Does Weaviate have a good support for non-English (multi-lingual) search?

Basically, we have implemented a semantic search engine for our user profiles which is really good as of the moment however, we are now having an increasing user base from Spain and Italy that we wanted to support multi-lingual capabilities on our search, since their profile info are written into their native language (e.g., Spanish, Italian)

We are currently using text2vec-transformers with Weaviate pre-built image:
semitechnologies/transformers-inference:sentence-transformers-multi-qa-MiniLM-L6-cos-v1 which looks like not meant for multi-lingual support?

So basically, its a 3-part question:

  1. Changing the ML model requires re-vectorization of existing data, right?
  2. What Weaviate pre-built ML images would you recommend for multi-lingual support?
  3. Lastly, after changing to a multi-lingual model, does this mean using a hybrid-search query in any language can be able to provide me good results?

For example, we have a user profile that states its basic info “I am good in playing drums or any percussion instrument” then does searching a query like:

  • Buscando músicos que saben tocar la batería (in Spanish)
  • Cerco musicisti che sappiano suonare la batteria (in Italian)

which just means in English “Looking for musicians who knows to play drums” - will it give me the results as intended? My worry is that I saw this blog about the current limitations of Weaviate with non-English languages. Thanks!

Hi @junbetterway !!

I believe that as long as the model supports multi language, you should have no issues with Weaviate doing vector search (for keyword/hybrid see below)

Regarding your questions:

1 - Yes, if you change the vector model, you will need to ingest your data again, so it forces Weaviate to vectorize your data again. There is a migration data guide that can help you here.
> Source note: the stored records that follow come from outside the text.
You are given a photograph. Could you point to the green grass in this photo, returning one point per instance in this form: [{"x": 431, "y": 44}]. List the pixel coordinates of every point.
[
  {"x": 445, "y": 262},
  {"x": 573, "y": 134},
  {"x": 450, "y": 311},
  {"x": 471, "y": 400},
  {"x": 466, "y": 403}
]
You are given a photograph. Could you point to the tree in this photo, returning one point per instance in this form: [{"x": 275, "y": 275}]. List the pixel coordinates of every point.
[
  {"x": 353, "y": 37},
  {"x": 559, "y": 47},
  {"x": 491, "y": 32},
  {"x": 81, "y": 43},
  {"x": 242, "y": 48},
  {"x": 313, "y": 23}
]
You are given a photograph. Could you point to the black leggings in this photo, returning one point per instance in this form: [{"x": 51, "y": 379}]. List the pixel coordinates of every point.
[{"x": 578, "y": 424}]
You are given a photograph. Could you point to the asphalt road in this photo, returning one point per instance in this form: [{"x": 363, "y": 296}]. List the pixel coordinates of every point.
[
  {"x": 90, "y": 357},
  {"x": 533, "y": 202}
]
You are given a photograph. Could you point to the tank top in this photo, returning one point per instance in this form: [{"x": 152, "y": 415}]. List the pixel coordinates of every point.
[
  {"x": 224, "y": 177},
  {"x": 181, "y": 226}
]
2 - I am not sure about the pre-built images. I usually for with the cohere model

3 - Now, when using the keyword search alone for multilingual searches can bring you odd results, as the words are not the same. But the vector search should work, as drum will be close to batería. So you will have to tweak the alfa parameter of the hybrid search so you can get best results. of course, some experimenting will be needed.

I believe the limitation is only for non alphabetic languages (I see it’s worded non English :thinking: ) I will check with the author.

THanks!

1 Like

I see thanks as always @DudaNogueira for this.

By the way, for item#2 - I saw this hugging-face model:

which is part of Weaviate pre-build ML images but I will need to test it out soon.

1 Like